In [None]:
#Quick cell to make jupyter notebook use the full screen width
from IPython.core.display import display, HTML
display(HTML("<style>.container { width:100% !important; }</style>"))

In [None]:
#Some plotting libraries
import matplotlib.pyplot as plt
%matplotlib notebook
from bokeh.plotting import show, save, output_notebook, output_file
from bokeh.resources import INLINE 
output_notebook(resources=INLINE)

In [None]:
from src import workflow
from src.data import Dataset

In [None]:
import umap
import umap.plot
import numpy as np

## First step of the embedding: CountVectorize

We are going to vectorize our data and look at the number of categorical values they have in common.  A useful thing to do here is to require each row to have a minimum support before being included.  Filtering this early, will ensure indices line up later on.


In [None]:
beer_style_dset = Dataset.load("beer_style_reviewers")
beer_style_dset.metadata

In [None]:
beer_style = beer_style_dset.data
beer_style.review_profilename_list


This step turns a sequence of space seperated text into a sparse matrix of counts.  One row per row of our data frame and one column per unique token that appeared in our categorical field of interest.

If we want to deal with sets (i.e. just presence or absence of a category) use:<BR>
`beer_by_authors_vectorizer = CountVectorizer(binary=True)`<BR>
If we think counts should matter we might use:<BR>
`beer_by_authors_vectorizer = CountVectorizer()`<BR>
or if we want to correct for very unbalanced column frequencies:<BR>
`beer_by_authors_vectorizer = TfidfVectorizer()`<BR>
    
We use `min_df=10` in our CountVectorize to only count reviewers who have reviewed at least 10 beers.


In [None]:
from sklearn.feature_extraction.text import CountVectorizer

style_by_authors_vectorizer = CountVectorizer(binary=True, min_df=10)
style_by_authors = style_by_authors_vectorizer.fit_transform(beer_style.review_profilename_list)
style_by_authors

This results in an impractically large vector space. We want an embedding into a much smaller space. 

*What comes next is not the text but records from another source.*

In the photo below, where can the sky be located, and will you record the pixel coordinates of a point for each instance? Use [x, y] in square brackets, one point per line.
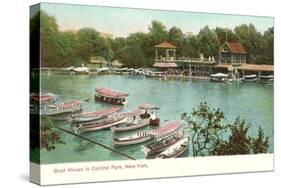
[120, 22]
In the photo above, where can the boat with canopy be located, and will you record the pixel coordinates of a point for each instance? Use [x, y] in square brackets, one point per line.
[250, 78]
[220, 77]
[174, 150]
[137, 138]
[91, 116]
[146, 116]
[42, 98]
[61, 108]
[167, 135]
[266, 78]
[111, 120]
[110, 96]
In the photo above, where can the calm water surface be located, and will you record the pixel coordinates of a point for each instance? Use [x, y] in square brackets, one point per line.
[251, 101]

Now we reduce the dimension of this data.

If we are dealing with sets (i.e. just presence or absence of a category) use:<BR>
`metric='jaccard'`<BR>
If we think counts should matter we might use:<BR>
`metric='hellinger'`<BR>
or if we want to correct for very unbalanced column frequencies:<BR>
`metric='hellinger'`<BR>
    
As you get more and more points I'd recommend increasing the `n_neighbors` parameter to compensate.  Thing of this as a resolution parameter.

`n_components` controls the dimension you will be embedding your data into (2-dimensions for easy visualization).  Feel free to embed into higher dimensions for clustering if you'd like.

`unique=True` says that if you have two identical points you want to map them to the exact same co-ordinates in your low space.  This becomes especially important if you have more exact dupes that your `n_neighbors` parameter.  That is the problem case where exact dupes can be pushed into very different regions of your space.

In [None]:
%%time
style_by_authors_model = umap.UMAP(n_neighbors=5, n_components=2, metric='jaccard', min_dist=0.1,
                                  unique=True, random_state=42).fit(style_by_authors.todense())

In [None]:
np.log(beer_style.num_reviewers).describe()

In [None]:
#outfile ='results/beer_style_by_reviewer_jaccard'

In [None]:
umap_plot = umap.plot.points(style_by_authors_model, labels=np.log(beer_style.num_reviewers), theme='fire');
#umap_plot.figure.savefig(outfile+'.png', dpi=300, bbox_inches='tight')

... and now for an interactive plot with mouseover.

In [None]:
hover_df = beer_style['beer_style beer_abv num_reviewers review_overall brewery_name'.split()]
f = umap.plot.interactive(style_by_authors_model, labels=np.log(beer_style.num_reviewers), 
                          hover_data=hover_df, theme='fire', point_size=5);
#save(f,outfile+'.html')
show(f)

### What if we wanted to only group beer by the users that liked them?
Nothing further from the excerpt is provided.